Since January, Citizenship and Immigration Services, the agency that processes applications for immigrants, has increased the length of 15 immigration applications — including many of the most commonly required forms — collectively doubling their length from 72 to 162 pages. Each new form also comes with instructions, which also almost doubled in length from 114 to 215 pages. That amounts to a combined total of an additional 191 pages of forms and instruction in less than a year.
Unbelievably, the agency estimates in its instruction booklets, as required under the Paperwork Reduction Act, that the forms will take, collectively, only 7 percent longer to complete. It asserts that applicants will be able to finish each individual page in about half the time needed for previous forms.
In fact, on 10 of these forms, the agency claims that it will take not even a minute longer to complete. The agency, for example, increased the length of the I‑485 form, which allows immigrants to adjust status from temporary to permanent residency, from six to 18 pages. The form’s instructions underwent a fivefold increase, from eight to 42 pages. Still, the government asserts that immigrants will be able to finish the new application in the exact same amount of time as the old one — at three times faster per page.
But the main issue is not the time — it’s the cost. U.S. citizens will need to fill out nine times as many pagesto bring over their spouses. Because the new questions are confusing and complex, many immigrants who would not have previously needed a lawyer will now have to hire one. Some attorneys have told me that the forms have already forced them to raise their prices dramatically.

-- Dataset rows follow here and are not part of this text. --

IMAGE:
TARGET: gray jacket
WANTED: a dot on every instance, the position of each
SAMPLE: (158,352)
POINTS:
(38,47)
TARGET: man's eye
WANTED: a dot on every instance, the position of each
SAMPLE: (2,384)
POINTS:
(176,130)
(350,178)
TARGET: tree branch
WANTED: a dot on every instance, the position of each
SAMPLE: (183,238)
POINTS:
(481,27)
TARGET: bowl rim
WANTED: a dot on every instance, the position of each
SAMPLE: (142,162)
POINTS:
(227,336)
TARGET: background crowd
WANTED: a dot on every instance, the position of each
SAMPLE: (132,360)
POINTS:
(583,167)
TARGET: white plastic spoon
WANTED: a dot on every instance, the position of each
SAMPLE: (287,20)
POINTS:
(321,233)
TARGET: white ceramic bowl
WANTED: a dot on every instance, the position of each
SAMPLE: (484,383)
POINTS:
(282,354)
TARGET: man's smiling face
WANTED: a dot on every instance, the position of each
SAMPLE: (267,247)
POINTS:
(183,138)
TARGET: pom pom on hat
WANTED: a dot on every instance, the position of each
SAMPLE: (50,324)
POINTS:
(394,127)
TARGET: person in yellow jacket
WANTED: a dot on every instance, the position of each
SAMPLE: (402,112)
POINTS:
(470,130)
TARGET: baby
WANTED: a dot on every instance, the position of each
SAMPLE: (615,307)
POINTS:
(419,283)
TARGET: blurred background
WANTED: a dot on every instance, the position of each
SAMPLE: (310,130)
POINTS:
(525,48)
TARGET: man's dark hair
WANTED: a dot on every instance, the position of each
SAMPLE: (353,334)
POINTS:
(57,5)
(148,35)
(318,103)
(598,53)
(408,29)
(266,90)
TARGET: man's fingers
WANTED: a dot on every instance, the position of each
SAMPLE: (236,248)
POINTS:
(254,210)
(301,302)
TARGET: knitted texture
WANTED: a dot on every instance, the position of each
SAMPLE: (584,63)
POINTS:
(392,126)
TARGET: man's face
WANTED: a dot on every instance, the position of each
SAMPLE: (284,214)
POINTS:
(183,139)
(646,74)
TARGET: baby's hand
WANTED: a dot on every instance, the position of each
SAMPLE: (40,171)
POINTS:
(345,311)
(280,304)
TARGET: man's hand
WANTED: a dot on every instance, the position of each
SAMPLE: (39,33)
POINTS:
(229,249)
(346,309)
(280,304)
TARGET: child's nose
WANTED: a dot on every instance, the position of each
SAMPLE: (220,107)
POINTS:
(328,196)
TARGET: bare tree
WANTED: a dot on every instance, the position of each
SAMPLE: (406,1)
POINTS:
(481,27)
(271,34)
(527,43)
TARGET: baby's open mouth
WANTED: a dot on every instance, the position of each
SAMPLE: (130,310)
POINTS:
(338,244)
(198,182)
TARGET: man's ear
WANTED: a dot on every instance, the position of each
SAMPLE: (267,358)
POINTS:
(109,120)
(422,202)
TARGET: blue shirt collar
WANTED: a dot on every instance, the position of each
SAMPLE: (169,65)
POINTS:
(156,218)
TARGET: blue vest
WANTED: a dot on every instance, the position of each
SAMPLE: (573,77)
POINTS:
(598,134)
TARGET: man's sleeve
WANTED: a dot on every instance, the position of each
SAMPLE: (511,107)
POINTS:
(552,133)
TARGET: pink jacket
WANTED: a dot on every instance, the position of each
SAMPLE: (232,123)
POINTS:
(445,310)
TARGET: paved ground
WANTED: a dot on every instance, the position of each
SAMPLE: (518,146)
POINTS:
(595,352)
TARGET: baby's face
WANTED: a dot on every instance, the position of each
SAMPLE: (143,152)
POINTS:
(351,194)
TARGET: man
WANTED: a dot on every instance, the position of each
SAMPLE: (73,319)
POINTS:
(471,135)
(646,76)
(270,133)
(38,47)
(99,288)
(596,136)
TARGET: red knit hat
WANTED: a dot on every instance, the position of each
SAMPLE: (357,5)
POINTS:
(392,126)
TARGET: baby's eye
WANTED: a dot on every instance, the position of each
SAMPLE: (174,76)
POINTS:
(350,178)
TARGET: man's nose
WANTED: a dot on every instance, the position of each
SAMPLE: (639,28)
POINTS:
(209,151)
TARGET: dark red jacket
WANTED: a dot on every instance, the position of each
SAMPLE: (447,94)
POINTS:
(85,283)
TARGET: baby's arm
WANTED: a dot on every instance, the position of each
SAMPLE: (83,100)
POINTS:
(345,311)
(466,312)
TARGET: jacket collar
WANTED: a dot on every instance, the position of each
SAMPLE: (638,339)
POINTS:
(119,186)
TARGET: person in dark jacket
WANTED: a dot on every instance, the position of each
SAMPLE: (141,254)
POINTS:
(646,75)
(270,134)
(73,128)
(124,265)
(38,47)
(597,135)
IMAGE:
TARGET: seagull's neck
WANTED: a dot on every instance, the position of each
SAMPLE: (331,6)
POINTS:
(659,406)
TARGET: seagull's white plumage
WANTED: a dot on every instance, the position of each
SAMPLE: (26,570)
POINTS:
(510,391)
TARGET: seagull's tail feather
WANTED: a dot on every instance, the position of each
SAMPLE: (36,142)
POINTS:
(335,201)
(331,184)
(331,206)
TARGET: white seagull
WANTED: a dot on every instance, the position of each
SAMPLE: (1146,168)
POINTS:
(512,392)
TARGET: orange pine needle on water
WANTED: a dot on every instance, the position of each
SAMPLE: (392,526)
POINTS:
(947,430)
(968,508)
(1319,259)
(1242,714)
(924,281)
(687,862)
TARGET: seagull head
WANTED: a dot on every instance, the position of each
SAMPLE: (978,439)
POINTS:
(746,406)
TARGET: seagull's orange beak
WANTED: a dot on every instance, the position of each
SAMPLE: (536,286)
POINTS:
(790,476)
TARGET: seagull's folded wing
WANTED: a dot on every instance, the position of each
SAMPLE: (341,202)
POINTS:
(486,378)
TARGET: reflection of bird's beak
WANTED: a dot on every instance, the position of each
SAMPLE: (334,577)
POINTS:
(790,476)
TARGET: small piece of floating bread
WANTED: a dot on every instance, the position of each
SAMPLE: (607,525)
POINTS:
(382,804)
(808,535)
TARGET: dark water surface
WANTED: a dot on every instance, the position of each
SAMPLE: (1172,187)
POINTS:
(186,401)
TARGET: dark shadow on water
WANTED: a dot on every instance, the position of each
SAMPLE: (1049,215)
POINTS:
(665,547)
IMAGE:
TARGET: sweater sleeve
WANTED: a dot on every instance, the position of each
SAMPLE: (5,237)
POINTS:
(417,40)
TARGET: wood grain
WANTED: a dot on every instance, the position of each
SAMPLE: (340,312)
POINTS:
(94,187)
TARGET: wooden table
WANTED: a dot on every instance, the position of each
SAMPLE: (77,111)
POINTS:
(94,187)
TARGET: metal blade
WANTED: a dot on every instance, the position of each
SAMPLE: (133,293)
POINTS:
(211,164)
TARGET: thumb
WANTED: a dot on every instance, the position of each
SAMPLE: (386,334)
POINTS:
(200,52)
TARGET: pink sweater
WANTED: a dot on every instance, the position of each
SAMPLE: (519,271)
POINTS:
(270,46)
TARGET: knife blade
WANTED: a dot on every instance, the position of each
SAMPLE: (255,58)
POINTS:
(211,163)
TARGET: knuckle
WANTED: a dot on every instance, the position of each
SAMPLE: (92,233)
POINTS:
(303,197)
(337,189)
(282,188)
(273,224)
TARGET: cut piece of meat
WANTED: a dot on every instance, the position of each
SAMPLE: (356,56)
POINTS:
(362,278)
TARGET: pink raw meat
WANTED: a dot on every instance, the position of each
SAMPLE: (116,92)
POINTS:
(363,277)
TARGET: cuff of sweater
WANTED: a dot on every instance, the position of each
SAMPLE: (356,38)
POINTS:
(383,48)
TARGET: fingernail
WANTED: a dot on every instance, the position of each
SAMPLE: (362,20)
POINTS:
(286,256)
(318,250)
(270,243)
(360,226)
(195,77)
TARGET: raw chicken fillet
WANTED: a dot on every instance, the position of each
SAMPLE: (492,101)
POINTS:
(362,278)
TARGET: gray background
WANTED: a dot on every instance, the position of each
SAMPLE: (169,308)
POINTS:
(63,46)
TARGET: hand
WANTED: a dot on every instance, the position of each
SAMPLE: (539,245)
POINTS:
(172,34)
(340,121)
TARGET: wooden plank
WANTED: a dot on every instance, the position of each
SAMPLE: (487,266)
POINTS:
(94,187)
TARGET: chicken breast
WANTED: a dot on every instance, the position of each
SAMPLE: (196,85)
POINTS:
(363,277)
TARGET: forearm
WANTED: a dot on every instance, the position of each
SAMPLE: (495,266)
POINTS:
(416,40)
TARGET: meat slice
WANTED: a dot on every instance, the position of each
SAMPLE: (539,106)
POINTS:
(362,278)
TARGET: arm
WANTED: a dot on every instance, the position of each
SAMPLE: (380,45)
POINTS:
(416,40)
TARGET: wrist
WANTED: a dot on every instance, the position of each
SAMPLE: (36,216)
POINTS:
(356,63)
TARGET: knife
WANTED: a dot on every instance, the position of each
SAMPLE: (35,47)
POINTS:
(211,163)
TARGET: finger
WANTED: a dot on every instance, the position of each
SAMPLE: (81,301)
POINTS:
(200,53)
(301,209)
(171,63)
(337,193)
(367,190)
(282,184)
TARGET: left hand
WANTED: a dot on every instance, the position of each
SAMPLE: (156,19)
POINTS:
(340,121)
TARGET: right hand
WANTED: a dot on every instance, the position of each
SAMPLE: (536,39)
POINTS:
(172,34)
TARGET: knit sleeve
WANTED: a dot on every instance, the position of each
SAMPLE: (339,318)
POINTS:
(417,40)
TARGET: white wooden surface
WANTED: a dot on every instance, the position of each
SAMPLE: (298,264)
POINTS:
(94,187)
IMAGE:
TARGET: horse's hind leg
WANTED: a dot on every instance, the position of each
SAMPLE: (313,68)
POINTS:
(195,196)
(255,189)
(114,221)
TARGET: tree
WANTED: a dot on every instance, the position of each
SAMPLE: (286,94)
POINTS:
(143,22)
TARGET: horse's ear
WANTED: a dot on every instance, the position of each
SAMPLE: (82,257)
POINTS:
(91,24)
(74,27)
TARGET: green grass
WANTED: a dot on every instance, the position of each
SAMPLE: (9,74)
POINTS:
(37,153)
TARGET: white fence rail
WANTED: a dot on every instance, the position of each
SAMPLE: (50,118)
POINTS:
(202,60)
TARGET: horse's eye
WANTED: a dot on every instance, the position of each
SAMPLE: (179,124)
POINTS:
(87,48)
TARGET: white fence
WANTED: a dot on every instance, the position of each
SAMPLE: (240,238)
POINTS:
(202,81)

The need to hire a lawyer becomes obvious once you read the new questions. The I‑485 adjustment of status form asks, for example, whether you have ever been “arrested, cited, charged or detained for any reason by any law enforcement official.” These terms are undefined. Does “cited” include parking violations? Is a parking enforcement officer a “law enforcement official”? Does “detained” include at the airport, where everyone undergoes screening? What about being pulled over or patted down by police on the street?
Another question asks immigrants to state whether you “could endanger” the “welfare” of the United States. Are we asking immigrants to claim they have no risk at all? Yet another asks whether you will “have potentially serious adverse foreign policy consequences.” This year, the administration suggested that allowing any grandmothers from certain countries would have serious adverse foreign policy consequences. What standards are applicants supposed to apply?
This is “extreme” vetting — extremely vague vetting. It’s a morass of complex questions that will undoubtedly keep out no determined terrorists, but will ensnare millions of immigrants in needless bureaucracy. And it’s exceptionally important that immigrants answer these questions correctly and precisely — one wrong answer can count as “misrepresentation” and result in a denial, deportation after an approval or the inability to naturalize.
That can be true — although legally, it’s not supposed to be — even if it’s an admission against your own interests. Jason Dzubow, a D.C.-based immigration attorney, has a client who denied he was “associated with” any political groups “in the United States or in any other location in the world,” or had been arrested for a “crime,” and the government denied him naturalization because he took part in a protest at which he was arrested. How did it find out? He had told the agency himself. The arrest was the reason the government granted him asylum in the first place.
He interpreted “associated” to mean formal association, not just attending a protest, and the arrest was for political activities, not a “crime.” This occurred before the new form rolled out. Now there are even vaguer questions that will trip up well-meaning immigrants.
“Is the goal of this an employment program for immigration lawyers?” Dzubow quipped to me.
No, but these changes do offer the government something else: control. If anyone falls out of favor after an approval, the government can always find an excuse to kick him or her out later. This allows the executive branch to wrench power over legal immigration from the legislative branch.
President Trump has already revealed his preferred vision of legal immigration reform — a bill to make drastic cuts to the number of legal immigrants. The new forms and bureaucratic hurdles may provide a way to accomplish that goal without legislation: delay, obfuscate and price out immigrants who would otherwise come to the United States. Congress should reassert its control and protect the system that it created.